I could get used to this, I realize. Mornings with pancakes and coffee. Discussions about art and creation. The comfortable way our bodies occupy the same space, how he seems to anticipate my needs before I voice them. The dangerous thrill of knowing what we’re planning together. The way he sees me—truly sees me—and accepts all my jagged edges.
This feeling terrifies me more than his spikey leather mask or his collection of preserved bodies. Because this—this intimacy, this connection—feels more permanent, more binding than any rope he could use to tie me up. I’m not just attracted to the danger or the dominance anymore. I’m attracted to him—to mornings and conversations and the strange comfort I feel in the presence of a killer who treats me with more genuine care than any man ever has.
28
GABE
“Walsh needs to suffer,” I say, spreading floor plans of The Blue Room across the kitchen table in my apartment. We have been back in the city for two days. “But quietly. His screams can’t travel beyond the basement workshop.”
Amelia leans forward, tapping her finger on the blueprint. Her eyes spark with an intensity that makes her even more beautiful to me. Not just a canvas for my desires anymore—a collaborator.

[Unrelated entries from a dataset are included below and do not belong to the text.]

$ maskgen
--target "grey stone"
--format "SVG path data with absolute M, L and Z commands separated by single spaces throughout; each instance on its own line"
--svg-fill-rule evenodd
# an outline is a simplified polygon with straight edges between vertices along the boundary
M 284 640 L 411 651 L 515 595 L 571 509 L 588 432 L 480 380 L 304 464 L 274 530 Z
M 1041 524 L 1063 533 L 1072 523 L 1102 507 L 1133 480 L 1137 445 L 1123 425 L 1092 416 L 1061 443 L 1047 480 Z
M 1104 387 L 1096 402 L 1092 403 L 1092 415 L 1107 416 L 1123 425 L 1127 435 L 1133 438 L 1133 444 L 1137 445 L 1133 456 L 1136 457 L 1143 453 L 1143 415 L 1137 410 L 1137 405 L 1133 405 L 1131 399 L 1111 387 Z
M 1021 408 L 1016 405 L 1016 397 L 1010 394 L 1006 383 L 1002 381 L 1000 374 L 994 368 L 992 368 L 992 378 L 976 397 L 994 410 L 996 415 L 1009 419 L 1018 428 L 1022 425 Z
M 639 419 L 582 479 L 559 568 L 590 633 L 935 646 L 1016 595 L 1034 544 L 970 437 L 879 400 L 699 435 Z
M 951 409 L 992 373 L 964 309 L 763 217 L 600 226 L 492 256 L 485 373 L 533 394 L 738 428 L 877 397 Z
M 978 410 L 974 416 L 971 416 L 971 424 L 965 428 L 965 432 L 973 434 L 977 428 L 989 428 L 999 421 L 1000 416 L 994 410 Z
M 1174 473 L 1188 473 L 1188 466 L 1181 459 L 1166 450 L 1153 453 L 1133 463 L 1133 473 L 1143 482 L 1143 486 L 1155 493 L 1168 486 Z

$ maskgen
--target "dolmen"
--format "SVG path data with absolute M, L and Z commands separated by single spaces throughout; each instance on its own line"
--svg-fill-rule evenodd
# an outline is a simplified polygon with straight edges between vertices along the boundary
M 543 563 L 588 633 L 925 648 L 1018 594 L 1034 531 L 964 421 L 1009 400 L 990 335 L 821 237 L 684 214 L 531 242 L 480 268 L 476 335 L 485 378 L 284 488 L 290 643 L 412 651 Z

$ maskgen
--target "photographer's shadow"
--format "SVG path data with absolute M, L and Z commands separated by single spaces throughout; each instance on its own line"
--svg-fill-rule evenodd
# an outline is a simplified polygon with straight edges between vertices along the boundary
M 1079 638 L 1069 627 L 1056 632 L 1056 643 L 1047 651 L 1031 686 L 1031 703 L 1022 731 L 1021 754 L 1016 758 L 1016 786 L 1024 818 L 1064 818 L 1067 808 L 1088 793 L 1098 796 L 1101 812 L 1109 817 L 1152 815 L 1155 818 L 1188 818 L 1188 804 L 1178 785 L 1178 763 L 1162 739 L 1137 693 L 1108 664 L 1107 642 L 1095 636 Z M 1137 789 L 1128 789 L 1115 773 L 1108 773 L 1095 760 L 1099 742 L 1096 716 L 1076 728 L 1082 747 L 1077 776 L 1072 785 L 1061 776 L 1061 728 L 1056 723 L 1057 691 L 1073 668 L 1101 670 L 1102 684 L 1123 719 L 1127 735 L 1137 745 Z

“We could invite him to a private showing,” she suggests, tucking a strand of hair behind her ear. “Something exclusive. Select works not available to the public.”
“He’d come for that?” I ask.
“The chance todiscoverart before anyone else?” Amelia laughs bitterly. “Walsh’s entire reputation is built on claiming he found artists before they were big. He’s pathologically afraid of missing the next big thing.”
I circle the basement area on the blueprint. “Adrian and I have soundproofed this entire section. Originally for jazz recording, ostensibly.”
“And actually for screaming victims,” she adds matter-of-factly.
I study her face, still amazed by how seamlessly she’s accepted this part of me. “Does that bother you?”